Calls for justice amid fears investigation into Dom Phillips and Bruno Pereira murders may be stalled | Dom Phillips and Bruno Pereira

Dozens of protesters gathered outside the offices of Brazil’s indigenous protection agency Funai in the riverside town of Atalaia do Norte, renewing calls for justice for the murders of journalist Dom Phillips and indigenous lawyer Bruno Pereira.

The protesters – mostly natives of the Javari Valley – held orange and yellow banners that read: “Protection for our Amazon rainforest”, “Amazon resists! Who ordered the murder? and “Out Bolsonaro!”, amid growing fears that the criminal investigation into the killings is slowing.

“In my country, the white man comes to impose fear. But we won’t be afraid of the white man,” said Waki ​​Mayuruna, an indigenous leader and member of the Univaja collective. “We will continue to defend our land. It’s not just today, this fight for our land goes back a long time. We fight until the last Indian is alive.

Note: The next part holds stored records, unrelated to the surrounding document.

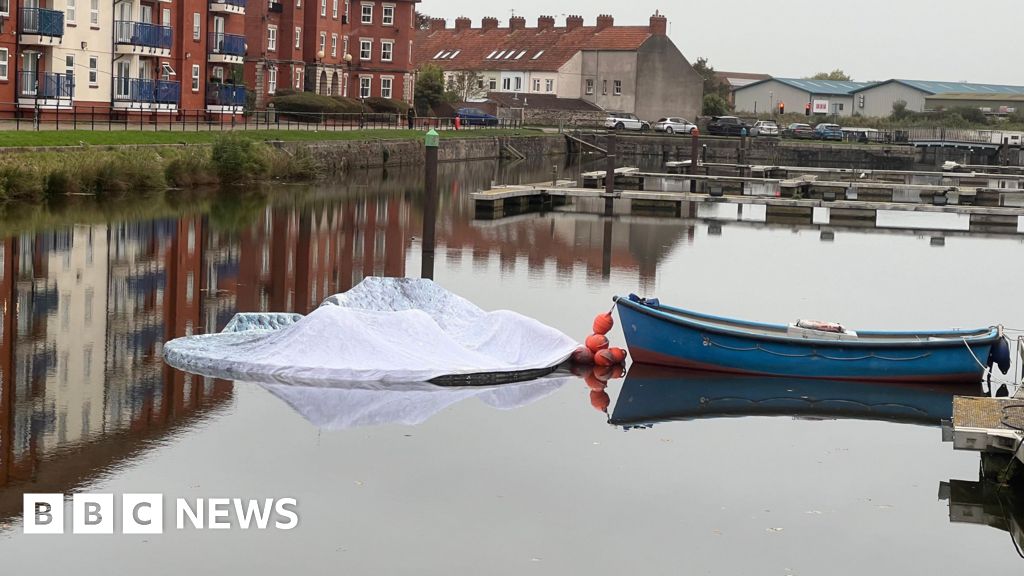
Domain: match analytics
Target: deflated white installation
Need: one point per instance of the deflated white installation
(390, 330)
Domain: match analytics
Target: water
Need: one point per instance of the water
(479, 486)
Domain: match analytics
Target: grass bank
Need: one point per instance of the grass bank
(26, 138)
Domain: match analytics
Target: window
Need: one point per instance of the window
(271, 80)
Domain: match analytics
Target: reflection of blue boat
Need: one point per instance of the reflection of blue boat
(666, 335)
(653, 394)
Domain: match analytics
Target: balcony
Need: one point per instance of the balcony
(228, 6)
(226, 48)
(40, 27)
(140, 93)
(225, 95)
(141, 38)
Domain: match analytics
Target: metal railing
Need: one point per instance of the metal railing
(41, 22)
(225, 94)
(230, 44)
(46, 85)
(143, 90)
(142, 34)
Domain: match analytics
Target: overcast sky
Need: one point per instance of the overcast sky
(979, 41)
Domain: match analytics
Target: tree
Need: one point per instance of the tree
(837, 74)
(715, 105)
(464, 86)
(429, 88)
(713, 84)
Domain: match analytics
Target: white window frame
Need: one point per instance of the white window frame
(271, 38)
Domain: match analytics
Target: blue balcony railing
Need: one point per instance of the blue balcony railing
(141, 34)
(142, 90)
(239, 3)
(224, 94)
(41, 22)
(47, 85)
(229, 44)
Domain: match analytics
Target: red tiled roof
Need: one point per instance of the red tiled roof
(558, 46)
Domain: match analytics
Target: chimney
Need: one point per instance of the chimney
(658, 25)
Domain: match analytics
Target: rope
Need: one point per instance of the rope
(814, 354)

Many carried large banners and wore t-shirts bearing the faces of Phillips and Peirera next to a photo of Maxciel Peirera dos Santos, the Funai agent who was shot dead in the nearby town of Tabatinga in 2019.” Justice for Dom and Bruno and Max,” a sign said.

Three men are currently in custody for the murder, but state police said Sunday they were preparing to arrest five other suspects linked to the murder. The five men, investigators told the Guardian, allegedly assisted the suspected killers a day after the shooting by moving and burying the remains.

A map of the western side of Amazonas state in Brazil where Dom Philips and Bruno Pereira were last seen. The Amazon River and other smaller rivers are marked, as are the towns of Atalaia do Norte and Benjamin Constant.

But, as of Wednesday evening, no arrests had been made. Atalaia do Norte police chief Alex Perez said investigators have yet to recover the alleged murder weapon used to shoot the two men, believed to be a shotgun usually used for hunting .

The shooter reportedly dumped him somewhere in the Itaquai River, where the murder took place, but state police currently have no divers to support the investigation.

On Thursday, federal police forensic investigators were examining two boats, one belonging to Pereira and the other belonging to Jefferson da Silva Lima, said Pelado, the suspected shooter. The illegal fisherman reportedly confessed to killing the men and led investigators to where their remains were buried.

The visit revealed how the alleged killer’s boat was much smaller and had a significantly more powerful engine, supporting the police theory that Phillips and Peirera were ambushed from behind.

Happening NOW: More than 100 indigenous protesters take to the streets of Atalaia do Norte, calling for justice and asking the police to investigate ‘who ordered’ the Bruno & Dom killings

—Olivier Laughland (@oliverlaughland) June 23, 2022

Investigators reportedly found a shotgun lead hole in the steering wheel of Peirera’s boat.

State police also confirmed reports that investigators believe Peirera, who was legally carrying a firearm, returned fire to the assailants, but had already been fatally injured by that time.

Peirera and Phillips were murdered in the Javari Valley, an increasingly dangerous and remote part of the Amazon rainforest. A combination of drug trafficking, illegal fishing, mining and logging has proliferated in the region under Brazilian President Jair Bolsonaro.

The far-right leader has reduced the government’s presence in the region, with Funai and other government environmental agencies blocked by budget cuts and personnel changes.

Indigenous leaders and security experts argued that the killings were directly linked to organized crime in the area. But Bolsonaro and local investigators said the killings occurred because of a personal dispute with Pereira.

Phillips, a renowned journalist who covered the region in depth, was a frequent contributor to The Guardian. Pereira, a former senior Funai administrator, had worked in consultation with local indigenous groups to strengthen the protections guaranteed by the Brazilian constitution.

The Javari Valley region, an area the size of Portugal, is home to one of the largest concentrations of isolated indigenous communities in the world.